The other night I was over at my mom's house for a visit. I had to cut my visit short because I had an appointment with a personal trainer. (It's the Y, so it's not QUITE as glamorous as it may sound.) She gave me a mini-lecture on how it wasn't enough to go work out, you have to diet too. I mean, duh. Does she think I don't have access to the news? But honestly, can't there even be a minute of "I'm proud of you for trying to get off your butt and do something."

Nope.

Then, my appointment with the personal trainer turns into a mini-lecture about how I shouldn't make jokes about my weight, it's detrimental to my plan (damn, there goes my stand-up routine) AND did I know that I had to do more than just work out? I had to diet too??

Sigh.

Let me share with my faithful readers that yes, I am aware that I have to diet. Thank you for the news flash. But, I also know that not dieting AND not exercising has just GOT to be worse than exercising and not dieting. I mean, baby steps, right?

Then, I come home and watche Kirstie Alley's show Fat Actress. The show is a reality show like Larry David's show -- not quite reality, but based on it. Here's the thing -- the show was pretty funny, but the scary thing is that it plays on the fears that all overweight people have and that is that people are really dogging you out as much as you think they are. As much as you may be dogging yourself out. All that talk about how important it is to love yourself and respect yourself goes out the window when you see dozens of people calling her a blimp and a whale and enormous and huge AND adding to the stereotype that black men love fat white girls. Wow. It was depressing. Unless you've been there, unless you've lived with those insecurities that just when you thought you were at your hottest was when everyone in the room was in fact making fun of you for thinking you were so hot -- you will not know what I am talking about. And frankly, that makes me glad for you.

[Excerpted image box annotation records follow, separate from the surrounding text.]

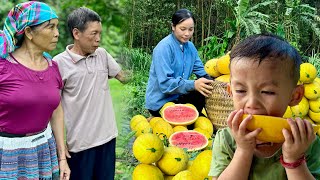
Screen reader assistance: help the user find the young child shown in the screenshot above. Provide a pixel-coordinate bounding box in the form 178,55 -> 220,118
209,34 -> 320,180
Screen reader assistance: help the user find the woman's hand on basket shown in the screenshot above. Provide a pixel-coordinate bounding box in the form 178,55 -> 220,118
194,78 -> 213,97
227,109 -> 261,154
59,158 -> 71,180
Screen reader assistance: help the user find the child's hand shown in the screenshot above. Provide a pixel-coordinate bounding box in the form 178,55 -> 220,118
227,109 -> 261,154
282,118 -> 316,163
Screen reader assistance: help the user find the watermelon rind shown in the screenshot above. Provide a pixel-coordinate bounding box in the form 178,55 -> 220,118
161,104 -> 199,126
169,130 -> 209,152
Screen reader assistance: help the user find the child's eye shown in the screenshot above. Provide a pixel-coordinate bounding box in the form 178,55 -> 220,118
261,91 -> 275,95
236,90 -> 246,93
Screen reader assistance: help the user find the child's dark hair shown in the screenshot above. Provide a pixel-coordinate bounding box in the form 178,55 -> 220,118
230,33 -> 302,83
171,9 -> 195,26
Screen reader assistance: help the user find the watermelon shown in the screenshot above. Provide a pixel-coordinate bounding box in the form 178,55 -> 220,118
161,104 -> 199,126
169,130 -> 209,151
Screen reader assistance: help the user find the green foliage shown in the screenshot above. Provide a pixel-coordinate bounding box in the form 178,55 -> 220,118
199,31 -> 235,61
118,49 -> 151,119
308,50 -> 320,77
234,0 -> 277,43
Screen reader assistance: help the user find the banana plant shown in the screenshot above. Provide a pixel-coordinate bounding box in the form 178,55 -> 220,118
233,0 -> 277,44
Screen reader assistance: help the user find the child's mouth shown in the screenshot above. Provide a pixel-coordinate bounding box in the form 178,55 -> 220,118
256,142 -> 273,148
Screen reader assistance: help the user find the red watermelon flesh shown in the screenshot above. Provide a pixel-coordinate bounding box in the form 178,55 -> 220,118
162,104 -> 199,126
169,130 -> 209,151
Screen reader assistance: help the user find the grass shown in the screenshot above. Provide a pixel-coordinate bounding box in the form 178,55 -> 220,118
109,79 -> 125,130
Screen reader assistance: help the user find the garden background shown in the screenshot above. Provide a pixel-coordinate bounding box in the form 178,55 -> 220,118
0,0 -> 320,179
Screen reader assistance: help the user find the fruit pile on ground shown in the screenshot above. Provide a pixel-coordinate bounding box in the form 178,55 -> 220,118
130,102 -> 214,180
283,63 -> 320,134
204,52 -> 230,82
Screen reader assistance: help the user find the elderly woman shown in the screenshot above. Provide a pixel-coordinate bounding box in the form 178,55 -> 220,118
0,1 -> 70,179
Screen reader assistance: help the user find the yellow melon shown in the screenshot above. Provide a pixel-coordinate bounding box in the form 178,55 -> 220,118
309,98 -> 320,113
190,150 -> 212,180
194,116 -> 213,136
156,146 -> 189,175
214,74 -> 230,83
291,97 -> 309,117
300,63 -> 317,83
130,114 -> 148,130
204,59 -> 221,77
217,53 -> 230,74
132,134 -> 164,164
159,102 -> 175,114
243,115 -> 320,143
172,170 -> 194,180
132,164 -> 164,180
304,82 -> 320,100
283,106 -> 292,118
308,109 -> 320,124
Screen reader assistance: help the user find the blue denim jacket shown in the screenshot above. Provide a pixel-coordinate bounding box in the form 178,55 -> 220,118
146,33 -> 208,111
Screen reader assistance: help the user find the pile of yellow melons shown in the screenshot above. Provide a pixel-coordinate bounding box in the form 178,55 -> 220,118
283,63 -> 320,134
130,102 -> 214,180
204,52 -> 230,82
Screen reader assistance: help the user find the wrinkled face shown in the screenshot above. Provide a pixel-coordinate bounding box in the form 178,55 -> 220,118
172,18 -> 194,43
75,21 -> 102,55
31,19 -> 59,51
229,57 -> 296,157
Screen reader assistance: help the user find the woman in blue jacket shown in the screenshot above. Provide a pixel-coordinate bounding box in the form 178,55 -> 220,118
146,9 -> 212,117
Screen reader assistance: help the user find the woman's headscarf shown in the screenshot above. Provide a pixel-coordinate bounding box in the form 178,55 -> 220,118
0,1 -> 58,58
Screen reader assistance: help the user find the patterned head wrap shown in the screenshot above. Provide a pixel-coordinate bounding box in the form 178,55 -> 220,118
0,1 -> 58,58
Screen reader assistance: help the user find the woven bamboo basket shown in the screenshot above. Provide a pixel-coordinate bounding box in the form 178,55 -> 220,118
205,81 -> 233,129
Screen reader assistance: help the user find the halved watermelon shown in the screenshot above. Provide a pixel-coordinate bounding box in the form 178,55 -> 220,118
169,130 -> 208,151
161,104 -> 199,126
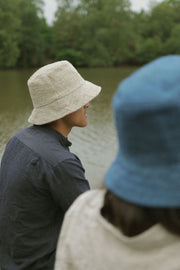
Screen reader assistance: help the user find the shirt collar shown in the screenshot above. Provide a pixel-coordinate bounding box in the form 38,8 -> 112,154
33,125 -> 72,147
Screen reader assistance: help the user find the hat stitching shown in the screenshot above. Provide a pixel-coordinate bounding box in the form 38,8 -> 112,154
34,81 -> 86,109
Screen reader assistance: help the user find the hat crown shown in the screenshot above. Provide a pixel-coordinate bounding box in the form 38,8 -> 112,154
28,60 -> 84,108
113,56 -> 180,166
105,55 -> 180,207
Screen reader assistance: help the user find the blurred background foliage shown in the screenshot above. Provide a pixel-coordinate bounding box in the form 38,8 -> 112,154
0,0 -> 180,68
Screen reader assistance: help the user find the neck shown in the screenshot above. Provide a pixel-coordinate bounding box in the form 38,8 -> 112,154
48,119 -> 72,138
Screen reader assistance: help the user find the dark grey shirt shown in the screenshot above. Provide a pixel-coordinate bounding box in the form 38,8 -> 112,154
0,126 -> 89,270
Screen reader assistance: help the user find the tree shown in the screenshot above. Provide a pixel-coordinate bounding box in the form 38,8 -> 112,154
0,0 -> 21,67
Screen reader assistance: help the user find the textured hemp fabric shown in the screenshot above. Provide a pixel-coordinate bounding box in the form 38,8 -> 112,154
0,126 -> 89,270
55,190 -> 180,270
28,61 -> 101,125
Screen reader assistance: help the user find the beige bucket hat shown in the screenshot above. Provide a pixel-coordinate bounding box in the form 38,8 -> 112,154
28,60 -> 101,125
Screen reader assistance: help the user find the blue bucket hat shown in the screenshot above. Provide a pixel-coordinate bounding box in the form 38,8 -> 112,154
105,55 -> 180,207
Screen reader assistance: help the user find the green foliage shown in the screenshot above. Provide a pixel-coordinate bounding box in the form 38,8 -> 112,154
0,0 -> 21,67
0,0 -> 180,68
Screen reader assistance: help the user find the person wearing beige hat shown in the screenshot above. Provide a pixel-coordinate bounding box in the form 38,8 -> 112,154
0,61 -> 101,270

And also a little jealous.

Then the quote. Then the reminder that I shouldn't let other people's opinions of me matter, since in all other matters I seem to hold my own opinion SO highly. (Just ask anyone who's had my advice barked at them!)

So, I guess I'm going to keep on keeping on and hope that I get picked for one of those extreme makeover shows soon.

Damn, already didn't stop making fun of myself...

Sunday, March 06, 2005

Just a quick note to say -- sure was nice writing about something "controversial" and getting all those comments! :-)

Always nice to know there's someone out there reading.